Marais et marécages, étangs couverts de plantes d’eau, gardés par des saulaies désolées, par des boqueteaux sauvages, domaine immense du gibier d’eau et des poissons, et cependant peu fréquenté des chasseurs et des pêcheurs parisiens qui aiment la joie du décor et les gaietés de la guinguette.

Pour se rendre chez Bénédict Masson en quittant la gare, on suivait d’abord la route communale, puis on la quittait pour des sentiers étroits, humides et bourbeux, même au temps des chaleurs, et, après avoir cheminé une demi-heure environ entre des rives mal définies, entrevues à travers une muraille de roseaux, dissimulées sous le cœur flottant des nénuphars, on entrait dans une espèce de cirque fermé par un petit coteau sombre et boisé qui se reflétait dans les eaux noires d’un étang.

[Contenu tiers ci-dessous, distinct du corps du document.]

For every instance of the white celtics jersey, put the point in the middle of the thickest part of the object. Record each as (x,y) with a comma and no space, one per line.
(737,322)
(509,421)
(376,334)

La maison était entre l’étang et le bois.

Elle eût, du reste, été assez coquette, avec ses briques et son toit d’ardoise, si elle eût été moins délabrée, si son jardin de curé avait été bien tenu, si son potager avait été cultivé… Mais depuis qu’elle appartenait à Bénédict Masson fils, celui-ci n’en prenait guère soin, se refusant à toutes réparations, ne voulant point d’homme de peine chez lui, pas même de domestique à demeure…

Il tenait cette petite propriété de son père qui avait été un pêcheur et un chasseur enragé et qui avait fait élever cette bicoque dans un pays qui, pour lui, était une contrée de rêve, où il venait passer ses vacances et s’installer sitôt qu’il avait vingt-quatre heures de liberté.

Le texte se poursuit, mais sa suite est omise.